Il fatto di concepire il suo insegnamento filosofico come un bios, ovvero come un insieme coerente di pensiero teoretico-morale ed azione pratica, che miri alla conoscenza della propria anima (secondo l’equivalenza tra l’uomo e la sua anima stabilita da Socrate nell’Alcibiade I: hê psychê estin anthrôpos), porta ad esaltare il valore terapeutico e spirituale della sua filosofia, che viene infatti poi ripresa dalle filosofie di stampo ellenistico che vedranno, non a caso, proprio in Socrate un ideale padre fondatore.
A tal proposito Ferrari nella parte antologica inserisce un lungo estratto dell’Alcibiade I (128 A-134 E): il dialogo, la cui autenticità appare oggi piuttosto incerta, era molto noto nell’antichità, ed era particolarmente amato dai neoplatonici (fu infatti commentato da Proco, Damascio e Olimpiodoro). In esso si trova l’affascinante, quanto enigmatica, teoria dello specchio: il processo di autoconoscenza si realizza quando l’anima “si guarda allo specchio”: come l’occhio per guardare se stesso deve guardare dritto nella pupilla di un altro occhio, ovvero nella parte in cui risiede la vista, sua funzione primaria, così l’anima per conoscere se stessa deve guardare la parte più divina di un’altra anima, ovvero quella «parte dell’anima che ha somiglianza con il divino: chi fissa lo sguardo su di essa ha piena coscienza del divino, intelletto e pensiero, e così potrà avere anche completa conoscenza di se stesso» (p. 182).

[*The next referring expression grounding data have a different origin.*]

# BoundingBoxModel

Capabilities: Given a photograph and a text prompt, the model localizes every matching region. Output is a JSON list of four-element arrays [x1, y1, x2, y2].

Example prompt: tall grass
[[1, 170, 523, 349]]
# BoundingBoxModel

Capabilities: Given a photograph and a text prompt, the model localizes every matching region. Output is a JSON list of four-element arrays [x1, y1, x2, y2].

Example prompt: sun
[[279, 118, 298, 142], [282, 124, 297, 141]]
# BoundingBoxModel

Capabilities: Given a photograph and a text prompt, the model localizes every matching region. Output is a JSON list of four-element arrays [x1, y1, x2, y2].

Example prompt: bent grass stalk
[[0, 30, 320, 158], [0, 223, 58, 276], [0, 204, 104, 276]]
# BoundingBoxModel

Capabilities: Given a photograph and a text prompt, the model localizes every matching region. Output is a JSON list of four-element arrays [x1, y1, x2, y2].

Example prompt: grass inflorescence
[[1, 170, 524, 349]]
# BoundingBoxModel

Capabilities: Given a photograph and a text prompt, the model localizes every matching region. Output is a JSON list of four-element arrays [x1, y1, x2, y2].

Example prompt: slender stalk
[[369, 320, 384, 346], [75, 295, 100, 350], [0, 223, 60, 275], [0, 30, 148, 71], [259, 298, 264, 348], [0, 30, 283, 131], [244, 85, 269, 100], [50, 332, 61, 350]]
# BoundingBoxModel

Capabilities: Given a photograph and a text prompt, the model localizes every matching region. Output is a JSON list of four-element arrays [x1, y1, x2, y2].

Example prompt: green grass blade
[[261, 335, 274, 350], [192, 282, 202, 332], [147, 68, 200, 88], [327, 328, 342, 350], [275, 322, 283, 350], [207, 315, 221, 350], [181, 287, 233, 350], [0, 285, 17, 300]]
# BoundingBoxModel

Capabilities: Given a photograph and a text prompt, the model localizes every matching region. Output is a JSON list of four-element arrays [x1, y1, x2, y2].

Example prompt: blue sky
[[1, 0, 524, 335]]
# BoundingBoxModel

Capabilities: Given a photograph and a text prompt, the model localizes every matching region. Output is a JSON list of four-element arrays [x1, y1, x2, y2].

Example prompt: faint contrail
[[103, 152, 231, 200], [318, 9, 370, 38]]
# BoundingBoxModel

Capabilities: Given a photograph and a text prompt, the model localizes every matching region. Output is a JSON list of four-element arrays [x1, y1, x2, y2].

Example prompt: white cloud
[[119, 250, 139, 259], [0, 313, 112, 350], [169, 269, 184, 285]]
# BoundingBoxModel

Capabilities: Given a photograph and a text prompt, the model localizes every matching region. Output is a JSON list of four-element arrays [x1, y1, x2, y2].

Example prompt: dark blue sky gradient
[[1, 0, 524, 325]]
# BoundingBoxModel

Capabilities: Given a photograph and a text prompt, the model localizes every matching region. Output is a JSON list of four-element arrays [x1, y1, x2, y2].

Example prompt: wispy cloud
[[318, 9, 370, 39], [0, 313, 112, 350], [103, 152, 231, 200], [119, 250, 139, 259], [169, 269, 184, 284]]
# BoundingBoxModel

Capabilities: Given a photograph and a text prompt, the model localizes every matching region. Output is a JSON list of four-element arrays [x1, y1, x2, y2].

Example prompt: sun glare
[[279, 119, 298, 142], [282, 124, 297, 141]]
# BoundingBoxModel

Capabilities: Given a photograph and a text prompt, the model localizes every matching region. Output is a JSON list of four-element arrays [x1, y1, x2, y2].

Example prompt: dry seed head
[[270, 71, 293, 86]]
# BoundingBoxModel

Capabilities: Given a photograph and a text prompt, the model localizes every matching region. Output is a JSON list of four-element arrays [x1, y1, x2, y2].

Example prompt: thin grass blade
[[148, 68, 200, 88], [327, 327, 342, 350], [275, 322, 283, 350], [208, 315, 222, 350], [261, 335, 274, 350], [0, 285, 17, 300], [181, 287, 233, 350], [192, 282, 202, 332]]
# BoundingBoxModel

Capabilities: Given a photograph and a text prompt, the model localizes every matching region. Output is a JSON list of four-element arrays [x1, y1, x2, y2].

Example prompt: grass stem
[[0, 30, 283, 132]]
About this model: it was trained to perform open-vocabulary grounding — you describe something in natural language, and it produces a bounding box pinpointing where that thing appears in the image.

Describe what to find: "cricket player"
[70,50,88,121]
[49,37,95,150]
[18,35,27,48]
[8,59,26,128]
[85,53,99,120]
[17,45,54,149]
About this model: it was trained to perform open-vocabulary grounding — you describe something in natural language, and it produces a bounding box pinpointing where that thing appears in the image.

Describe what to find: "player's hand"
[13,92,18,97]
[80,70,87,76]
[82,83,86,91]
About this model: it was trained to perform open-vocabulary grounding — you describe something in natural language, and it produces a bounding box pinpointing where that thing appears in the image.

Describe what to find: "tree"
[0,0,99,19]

Ferrari, nell’introdurre il brano, dà conto delle due principali interpretazioni a cui esso ha dato adito: quella “neoplatonica” che vede nell’anima dell’uomo la presenza di un dio, e quella “dialettico-antropocentrica” che pone l’accento sul carattere non solipsistico del processo d’introspezione che può avvenire solo mediante la conoscenza di un’altra anima.
La conoscenza si presenta sempre come il requisito fondamentale per l’azione retta, che è volta, secondo l’assioma eudemonistico, alla felicità e al bene: «Chi commette ingiustizia o si comporta senza moderazione, lo fa a causa di un deficit epistemico, vale a dire perché non sa che cosa sia la virtù» (p. 45): è per questo che Socrate diviene attuale: egli ci apre la strada alla vera conoscenza di noi stessi, anzi, della parte migliore di noi ovvero la nostra anima. 
Il comportamento, esemplare, di Socrate si pone dunque come un fare filosofico, ovvero come «una riflessione che prima di tutto mette in discussione se stessa, le proprie modalità di costruzione  del sapere e dell’oggetto intorno a cui il sapere verte; che non assume nulla per dato, che cerca di ricostruire sempre i presupposti non indagati di ogni opinione, di ogni presunta certezza; ma che accompagna lo spirito critico e tendenzialmente demolitore del razionalismo illuminista con l’ambizione di ricostruire un orizzonte normativo universalizzante, al quale l’uomo possa appoggiarsi per realizzare pienamente il proprio essere e, in questo modo, acquisire la felicità» (p. 68) conclude Ferrari.